08:37 How the 27-year-old teacher survived the bombing of the Mariupol theater
Last Wednesday, a Russian bomb hit a theater in the port city of Mariupol. Hundreds of civilians, mostly women and children, were inside the building near the coast, hiding. Maria Rodionova, a 27-year-old teacher, had been living in the theater for 10 days after fleeing her ninth-floor apartment with her two dogs. That morning she had taken some fish waste from a kitchen in the field to feed her dogs, but later realized they had not drunk water. So around 10:00, she tied her dogs to her luggage and headed towards the main entrance where a water queue was being formed. A man came from behind and pushed him hard against a wall, protecting him with his body.

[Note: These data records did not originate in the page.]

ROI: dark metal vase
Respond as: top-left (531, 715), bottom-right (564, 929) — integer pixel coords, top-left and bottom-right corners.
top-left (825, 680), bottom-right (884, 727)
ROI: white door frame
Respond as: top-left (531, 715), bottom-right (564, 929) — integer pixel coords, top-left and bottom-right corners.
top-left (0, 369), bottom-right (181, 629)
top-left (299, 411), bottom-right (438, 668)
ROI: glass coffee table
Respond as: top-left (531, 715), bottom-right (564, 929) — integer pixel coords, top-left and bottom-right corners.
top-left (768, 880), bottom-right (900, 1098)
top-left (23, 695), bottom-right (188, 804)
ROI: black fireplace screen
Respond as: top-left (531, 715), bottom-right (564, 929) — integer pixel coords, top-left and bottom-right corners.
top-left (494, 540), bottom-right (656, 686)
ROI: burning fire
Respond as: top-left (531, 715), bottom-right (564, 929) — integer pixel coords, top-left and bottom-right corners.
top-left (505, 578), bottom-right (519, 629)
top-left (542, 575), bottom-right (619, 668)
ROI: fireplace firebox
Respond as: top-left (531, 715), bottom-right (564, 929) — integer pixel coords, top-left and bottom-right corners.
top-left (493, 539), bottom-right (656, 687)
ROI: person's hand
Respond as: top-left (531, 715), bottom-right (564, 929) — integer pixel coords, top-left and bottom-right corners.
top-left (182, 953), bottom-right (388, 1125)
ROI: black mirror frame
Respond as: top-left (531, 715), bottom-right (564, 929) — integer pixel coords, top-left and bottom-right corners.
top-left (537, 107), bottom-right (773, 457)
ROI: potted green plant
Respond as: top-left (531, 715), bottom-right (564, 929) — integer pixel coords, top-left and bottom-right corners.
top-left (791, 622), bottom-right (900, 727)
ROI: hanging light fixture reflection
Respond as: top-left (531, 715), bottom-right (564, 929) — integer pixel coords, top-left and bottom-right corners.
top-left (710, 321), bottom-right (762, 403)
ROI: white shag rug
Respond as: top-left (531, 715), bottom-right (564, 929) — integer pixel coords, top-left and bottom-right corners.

08:20 “Hell on earth!” Mariupol, the Ukrainian city filled with dead bodies and destroyed buildings
Mariupol has been the target of constant attacks by Russian forces due to its strategic position along Ukraine’s southern border. The city has been bombed for weeks now. A Human Rights Watch report released Monday described the city as “a frozen landscape of hell filled with dead bodies and destroyed buildings.” Ukrainian leader Volodymyr Zelensky said about a quarter of the population, or 100,000 people, were still trapped in “inhumane conditions.”